I used to roll my eyes at crime television shows, whenever they said "Enhance" for a low quality image.
Now it seems the possibility of that becoming realistic are increasing with a steady clip, based on this paper and other enhancement techniques I've seen posted here.
Except, and this is really the fundamental catch, it's not so much "enhance" as it is "project a believable substitute/interpretation".
You fundamentally can't get back information that has been destroyed/or never captured in the first place.
What you can do is fill in the gaps/information with plausible values.
I don't know whether this sounds like I'm splitting hairs, but it's really important that the general public not think we're extracting information in these procedures, we're interpolating or projecting information that is not there.
Very useful for artificially generating skins for each shoe on a shoe rack in a computer game or simulation, potentially disastrous if the general public starts to think it's applicable to security camera footage or admissible as evidence...
To give specific examples from their test data, it added stubble to people who didn't have stubble, gave them a different shape of glasses, changed the color of cats, changed the color and brand of sport shoe.
And even then, I'm a little suspicious of how close some of the images got to original without being given color information.
It appears that info was either hidden in the original in a way not apparent to humans or was implicit in their data set in some way that would make it fail on photos of people with different skin tones.
I haven't read the paper in full detail, but reading between the lines I'm guessing that there's a significant portion of manual processing and hand waving involved. From the abstract, emphasis mine:
> the second stage uses a pixel-wise nearest neighbor method to map the smoothed output to multiple high-quality, high-frequency outputs in a controllable manner.
My interpretation is that they select training data by hand and generate a bunch of outputs. Repeating the process until they like the final result. From the paper:
> we allow a user to have an
arbitrarily-fine level of control through on-the-fly editing of
the exemplar set (E.g., “resynthesize an image using the eye from this image and the nose from that one”).
There's nothing weak or negative about that, it's exactly what'd you expect. Obviously for a given input there will be multiple plausible outputs. With any such system it would make sense to allow some control in choosing among the outputs.

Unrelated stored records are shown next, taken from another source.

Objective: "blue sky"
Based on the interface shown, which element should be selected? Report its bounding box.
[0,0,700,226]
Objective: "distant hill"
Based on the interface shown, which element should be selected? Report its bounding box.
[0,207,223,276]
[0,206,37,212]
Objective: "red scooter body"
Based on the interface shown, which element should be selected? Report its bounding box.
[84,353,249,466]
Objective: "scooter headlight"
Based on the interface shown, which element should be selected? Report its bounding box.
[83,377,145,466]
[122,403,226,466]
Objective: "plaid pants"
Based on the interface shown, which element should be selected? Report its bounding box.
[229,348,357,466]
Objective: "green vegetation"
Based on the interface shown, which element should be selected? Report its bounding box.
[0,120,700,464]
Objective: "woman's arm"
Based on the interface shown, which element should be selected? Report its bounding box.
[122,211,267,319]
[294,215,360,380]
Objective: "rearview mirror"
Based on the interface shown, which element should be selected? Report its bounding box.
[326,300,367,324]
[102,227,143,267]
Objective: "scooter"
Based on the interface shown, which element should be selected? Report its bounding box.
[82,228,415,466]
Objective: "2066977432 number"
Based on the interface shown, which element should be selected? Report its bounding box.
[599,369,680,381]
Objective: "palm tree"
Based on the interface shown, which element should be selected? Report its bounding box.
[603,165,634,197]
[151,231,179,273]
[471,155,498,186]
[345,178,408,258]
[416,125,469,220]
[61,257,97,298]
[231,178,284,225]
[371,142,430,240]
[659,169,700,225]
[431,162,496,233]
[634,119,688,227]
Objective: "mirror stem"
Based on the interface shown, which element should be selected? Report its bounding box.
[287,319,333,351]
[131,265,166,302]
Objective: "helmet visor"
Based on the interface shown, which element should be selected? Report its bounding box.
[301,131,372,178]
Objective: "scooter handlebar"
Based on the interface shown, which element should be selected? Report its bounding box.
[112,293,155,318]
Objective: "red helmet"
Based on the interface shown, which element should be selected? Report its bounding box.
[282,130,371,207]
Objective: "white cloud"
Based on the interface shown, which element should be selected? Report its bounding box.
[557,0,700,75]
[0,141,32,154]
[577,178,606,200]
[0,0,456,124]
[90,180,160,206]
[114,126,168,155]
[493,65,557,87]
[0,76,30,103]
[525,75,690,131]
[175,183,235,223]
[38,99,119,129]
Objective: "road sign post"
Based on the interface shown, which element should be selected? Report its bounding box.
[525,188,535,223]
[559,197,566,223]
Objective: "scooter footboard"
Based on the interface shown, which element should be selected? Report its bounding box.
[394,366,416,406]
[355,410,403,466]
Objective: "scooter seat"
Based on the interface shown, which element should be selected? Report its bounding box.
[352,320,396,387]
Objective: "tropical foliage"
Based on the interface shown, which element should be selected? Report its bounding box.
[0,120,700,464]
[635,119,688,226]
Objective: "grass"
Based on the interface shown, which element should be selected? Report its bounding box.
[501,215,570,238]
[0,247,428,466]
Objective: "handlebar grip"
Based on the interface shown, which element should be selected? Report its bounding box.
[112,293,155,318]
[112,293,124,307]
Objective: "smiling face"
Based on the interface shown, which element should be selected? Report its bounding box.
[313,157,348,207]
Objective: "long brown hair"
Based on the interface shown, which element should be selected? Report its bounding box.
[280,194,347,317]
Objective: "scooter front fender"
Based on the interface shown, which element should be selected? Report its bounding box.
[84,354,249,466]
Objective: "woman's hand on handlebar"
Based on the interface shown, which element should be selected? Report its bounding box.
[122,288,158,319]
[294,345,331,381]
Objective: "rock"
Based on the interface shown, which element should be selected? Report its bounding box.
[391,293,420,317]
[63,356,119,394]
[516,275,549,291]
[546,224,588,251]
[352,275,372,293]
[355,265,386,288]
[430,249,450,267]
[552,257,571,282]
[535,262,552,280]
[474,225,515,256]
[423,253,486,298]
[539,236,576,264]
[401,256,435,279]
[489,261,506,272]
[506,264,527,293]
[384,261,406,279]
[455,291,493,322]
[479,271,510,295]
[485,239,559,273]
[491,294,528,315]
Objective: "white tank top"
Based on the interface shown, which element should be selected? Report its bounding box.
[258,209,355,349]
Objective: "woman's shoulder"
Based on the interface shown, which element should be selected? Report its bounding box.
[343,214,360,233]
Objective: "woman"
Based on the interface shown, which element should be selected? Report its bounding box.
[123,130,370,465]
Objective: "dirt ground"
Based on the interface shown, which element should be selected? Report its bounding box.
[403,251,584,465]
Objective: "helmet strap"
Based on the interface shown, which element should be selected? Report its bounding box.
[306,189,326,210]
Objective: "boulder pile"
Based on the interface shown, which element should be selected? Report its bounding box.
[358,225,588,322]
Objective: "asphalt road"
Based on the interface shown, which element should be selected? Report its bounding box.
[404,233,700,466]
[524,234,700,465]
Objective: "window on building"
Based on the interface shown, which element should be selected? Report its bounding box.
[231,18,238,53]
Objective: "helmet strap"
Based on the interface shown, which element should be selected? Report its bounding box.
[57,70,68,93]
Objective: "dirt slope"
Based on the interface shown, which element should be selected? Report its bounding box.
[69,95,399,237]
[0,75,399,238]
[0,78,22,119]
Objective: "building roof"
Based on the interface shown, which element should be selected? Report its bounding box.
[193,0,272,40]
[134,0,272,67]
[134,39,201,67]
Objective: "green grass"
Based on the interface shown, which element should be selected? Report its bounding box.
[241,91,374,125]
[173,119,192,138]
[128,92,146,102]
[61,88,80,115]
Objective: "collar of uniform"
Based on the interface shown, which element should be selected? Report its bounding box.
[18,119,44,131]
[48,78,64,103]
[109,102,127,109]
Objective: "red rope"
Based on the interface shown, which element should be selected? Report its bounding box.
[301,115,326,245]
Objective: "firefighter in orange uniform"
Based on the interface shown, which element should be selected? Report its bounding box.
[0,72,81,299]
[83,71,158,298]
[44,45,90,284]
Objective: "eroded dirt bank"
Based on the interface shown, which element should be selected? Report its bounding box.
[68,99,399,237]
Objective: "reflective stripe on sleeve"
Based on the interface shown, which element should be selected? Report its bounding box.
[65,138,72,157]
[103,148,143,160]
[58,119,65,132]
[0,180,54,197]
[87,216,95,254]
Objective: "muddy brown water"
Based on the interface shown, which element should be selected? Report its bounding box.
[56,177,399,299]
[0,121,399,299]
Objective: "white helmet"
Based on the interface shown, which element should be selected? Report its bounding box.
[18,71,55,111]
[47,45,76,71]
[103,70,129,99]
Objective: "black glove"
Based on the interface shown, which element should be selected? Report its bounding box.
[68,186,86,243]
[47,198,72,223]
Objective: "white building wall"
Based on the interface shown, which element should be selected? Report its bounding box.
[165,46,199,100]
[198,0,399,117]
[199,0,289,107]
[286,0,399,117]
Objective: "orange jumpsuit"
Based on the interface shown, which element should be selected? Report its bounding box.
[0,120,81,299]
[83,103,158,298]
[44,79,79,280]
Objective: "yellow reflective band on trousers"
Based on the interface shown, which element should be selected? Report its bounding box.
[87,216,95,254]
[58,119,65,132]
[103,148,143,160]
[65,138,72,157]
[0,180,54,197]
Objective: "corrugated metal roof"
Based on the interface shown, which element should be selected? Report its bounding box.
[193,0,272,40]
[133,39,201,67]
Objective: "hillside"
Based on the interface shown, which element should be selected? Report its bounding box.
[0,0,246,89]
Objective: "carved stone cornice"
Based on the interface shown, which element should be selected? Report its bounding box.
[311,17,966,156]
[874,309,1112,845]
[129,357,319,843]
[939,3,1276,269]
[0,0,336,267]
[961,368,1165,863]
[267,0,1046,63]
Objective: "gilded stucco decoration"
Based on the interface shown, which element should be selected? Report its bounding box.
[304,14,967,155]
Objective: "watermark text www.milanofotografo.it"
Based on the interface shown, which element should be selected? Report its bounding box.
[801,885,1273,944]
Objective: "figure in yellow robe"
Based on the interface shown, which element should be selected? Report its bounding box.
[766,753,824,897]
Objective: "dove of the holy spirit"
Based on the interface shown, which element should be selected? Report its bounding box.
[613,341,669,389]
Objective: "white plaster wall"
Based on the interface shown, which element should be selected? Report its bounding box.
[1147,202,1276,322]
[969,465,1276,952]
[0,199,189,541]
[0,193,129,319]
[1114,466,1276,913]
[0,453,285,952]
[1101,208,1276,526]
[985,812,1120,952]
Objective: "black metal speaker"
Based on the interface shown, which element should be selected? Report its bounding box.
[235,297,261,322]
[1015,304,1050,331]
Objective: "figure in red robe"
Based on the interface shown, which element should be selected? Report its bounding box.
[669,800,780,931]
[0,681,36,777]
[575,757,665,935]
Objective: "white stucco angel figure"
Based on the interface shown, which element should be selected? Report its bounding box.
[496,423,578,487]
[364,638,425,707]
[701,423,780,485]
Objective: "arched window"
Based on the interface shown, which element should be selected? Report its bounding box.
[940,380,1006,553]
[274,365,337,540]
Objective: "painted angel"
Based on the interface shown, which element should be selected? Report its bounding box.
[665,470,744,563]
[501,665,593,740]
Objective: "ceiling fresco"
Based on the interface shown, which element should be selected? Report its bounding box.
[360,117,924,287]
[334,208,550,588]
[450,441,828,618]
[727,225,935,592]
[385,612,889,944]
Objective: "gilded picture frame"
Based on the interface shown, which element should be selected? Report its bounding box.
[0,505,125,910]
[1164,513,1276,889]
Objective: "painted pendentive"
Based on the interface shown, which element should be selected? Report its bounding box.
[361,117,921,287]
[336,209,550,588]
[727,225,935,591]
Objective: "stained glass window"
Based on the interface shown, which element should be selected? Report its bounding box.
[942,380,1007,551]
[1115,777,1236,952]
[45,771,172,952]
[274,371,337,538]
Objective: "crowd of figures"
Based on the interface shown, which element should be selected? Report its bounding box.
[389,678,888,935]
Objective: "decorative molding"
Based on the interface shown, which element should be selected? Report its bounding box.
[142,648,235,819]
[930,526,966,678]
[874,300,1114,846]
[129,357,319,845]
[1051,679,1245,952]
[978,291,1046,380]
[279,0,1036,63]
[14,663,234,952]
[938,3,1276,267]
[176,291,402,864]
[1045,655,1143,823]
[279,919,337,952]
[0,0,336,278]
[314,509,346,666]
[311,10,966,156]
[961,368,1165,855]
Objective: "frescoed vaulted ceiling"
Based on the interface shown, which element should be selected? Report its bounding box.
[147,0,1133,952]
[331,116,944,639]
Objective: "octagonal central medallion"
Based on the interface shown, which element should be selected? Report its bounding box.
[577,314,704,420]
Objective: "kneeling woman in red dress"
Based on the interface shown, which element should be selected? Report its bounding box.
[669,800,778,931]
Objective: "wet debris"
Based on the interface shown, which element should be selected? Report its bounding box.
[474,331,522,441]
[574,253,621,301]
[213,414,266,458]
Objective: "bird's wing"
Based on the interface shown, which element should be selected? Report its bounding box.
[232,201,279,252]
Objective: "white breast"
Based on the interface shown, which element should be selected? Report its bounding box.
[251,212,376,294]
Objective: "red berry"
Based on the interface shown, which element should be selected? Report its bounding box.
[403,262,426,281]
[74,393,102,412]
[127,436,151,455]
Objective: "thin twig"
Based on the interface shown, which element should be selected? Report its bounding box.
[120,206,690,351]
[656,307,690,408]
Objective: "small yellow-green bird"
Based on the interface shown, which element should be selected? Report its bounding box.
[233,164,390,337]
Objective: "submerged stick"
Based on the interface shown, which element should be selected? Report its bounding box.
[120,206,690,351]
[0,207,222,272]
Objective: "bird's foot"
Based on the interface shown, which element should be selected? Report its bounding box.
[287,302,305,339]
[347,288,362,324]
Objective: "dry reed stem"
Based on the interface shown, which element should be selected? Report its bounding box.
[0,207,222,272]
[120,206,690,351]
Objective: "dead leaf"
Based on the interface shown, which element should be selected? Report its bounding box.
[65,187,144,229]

> Except, and this is really the fundamental catch, it's not so much "enhance" as it is "project a believable substitute/interpretation".
I would argue that this is a form of enhancement though, and in some cases will be enough to completely reconstruct the original image. For example, if I give you a scanned PDF, and you know for a fact that it was size 12 black Ariel text on a white background, this can feasibly let you reconstruct the original image perfectly. The 'prior' that has been encoded by the model from the large amount of other images increases the mutual information between grainy image and high-res. The catch is that uncertainty cannot be removed entirely, and you need to know that the target image comes from roughly the same distribution as the training set. But knowing this gives you information that is not encoded in the pixels themselves, so you can't necessarily argue that some enhancement is impossible. For example with celebrity images, if the model is able to figure out who is in the picture, this massively decreases the set of plausible outputs.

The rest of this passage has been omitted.